We are exposed to the risk of employee fraud or other misconduct. Misconduct by employees and independent contractors, such as principal investigators, consultants, commercial partners and vendors, or by employees of our commercial partners could include failures to comply with FDA regulations, to provide accurate information to the FDA, to comply with manufacturing standards we have established, to comply with federal and state healthcare fraud and abuse laws, to report financial information or data accurately, to maintain the confidentiality of our trade secrets or the trade secrets of our commercial partners, or to disclose unauthorized activities to us. In particular, sales, marketing and other business arrangements in the healthcare industry are subject to extensive laws intended to prevent fraud, kickbacks, self-dealing and other abusive practices. Employee and independent contractor misconduct could also involve the improper use of individually identifiable information, including, without limitation, information obtained in the course of clinical trials, which could result in regulatory sanctions and serious harm to our reputation. Any action against our employees, independent contractors, principal investigators, consultants, commercial partners or vendors for violations of these laws could result in significant civil, criminal, and administrative penalties, fines, and imprisonment.
We face potential product liability exposure far in excess of our insurance coverage.
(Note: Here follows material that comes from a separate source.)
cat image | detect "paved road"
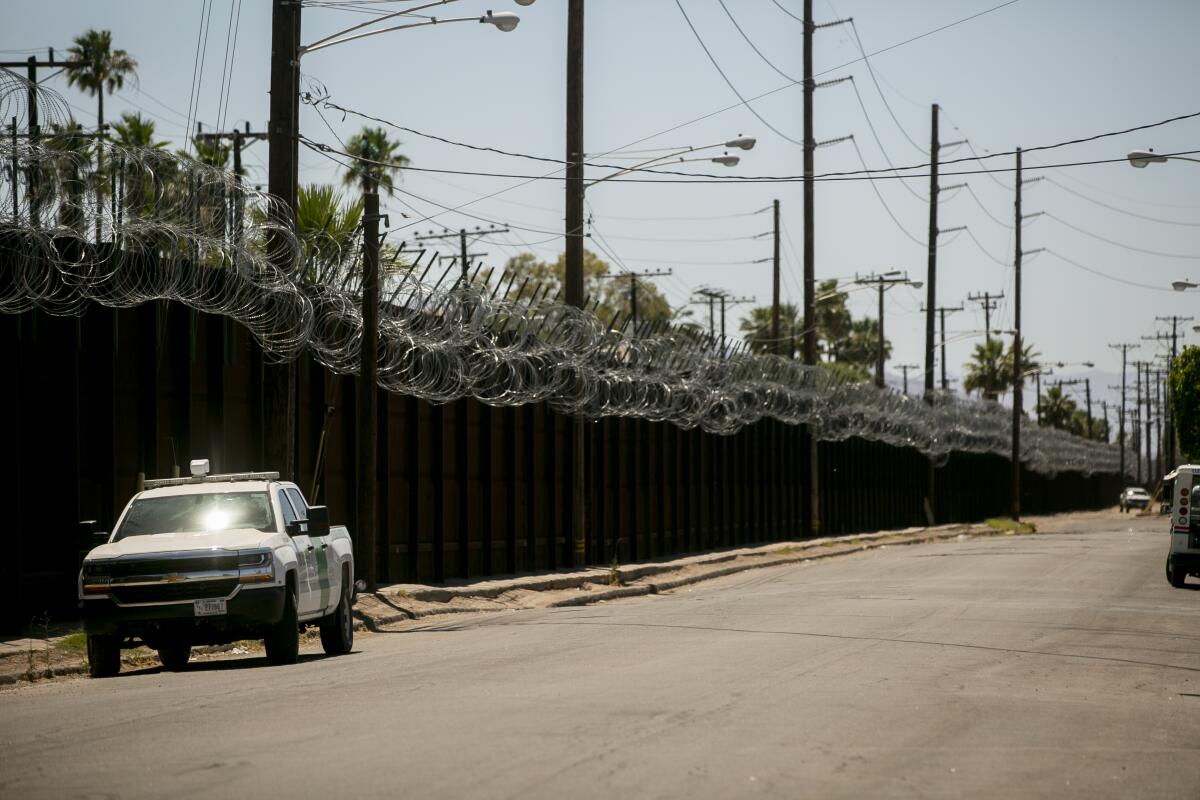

The use of any of our potential products in clinical trials, and the sale of any approved products, including INGREZZA and ONGENTYS, may expose us to liability claims. These claims might be made directly by consumers, health care providers, pharmaceutical companies or others selling our products. We have product liability insurance coverage for our clinical trials in the amount of $45.0 million per occurrence and $45.0 million in the aggregate. In addition, we have product liability insurance related to the sale of INGREZZA and ONGENTYS in the amount of $45.0 million per occurrence and $45.0 million in the aggregate. However, our insurance may not reimburse us or may not be sufficient to reimburse us for any expenses or losses we may suffer. Moreover, insurance coverage is becoming increasingly expensive, and we may not be able to maintain insurance coverage at a reasonable cost or in sufficient amounts to protect us against losses due to liability from any current or future clinical trials or approved products. A successful product liability claim, or series of claims, brought against us would decrease our cash reserves and could cause our stock price to fall. Furthermore, regardless of the eventual outcome of a product liability claim, any product liability claim against us may decrease demand for our approved products, including INGREZZA and ONGENTYS, damage our reputation, result in regulatory investigations that could require costly recalls or product modifications, cause clinical trial participants to withdrawal, result in costs to defend the related litigation, decrease our revenue, and divert management’s attention from managing our business.
Our activities involve hazardous materials, and we may be liable for any resulting contamination or injuries.
Our research activities involve the controlled use of hazardous materials. We cannot eliminate the risk of accidental contamination or injury from these materials. If an accident occurs, a court may hold us liable for any resulting damages, which may harm our results of operations and cause us to use a substantial portion of our cash reserves, which would force us to seek additional financing.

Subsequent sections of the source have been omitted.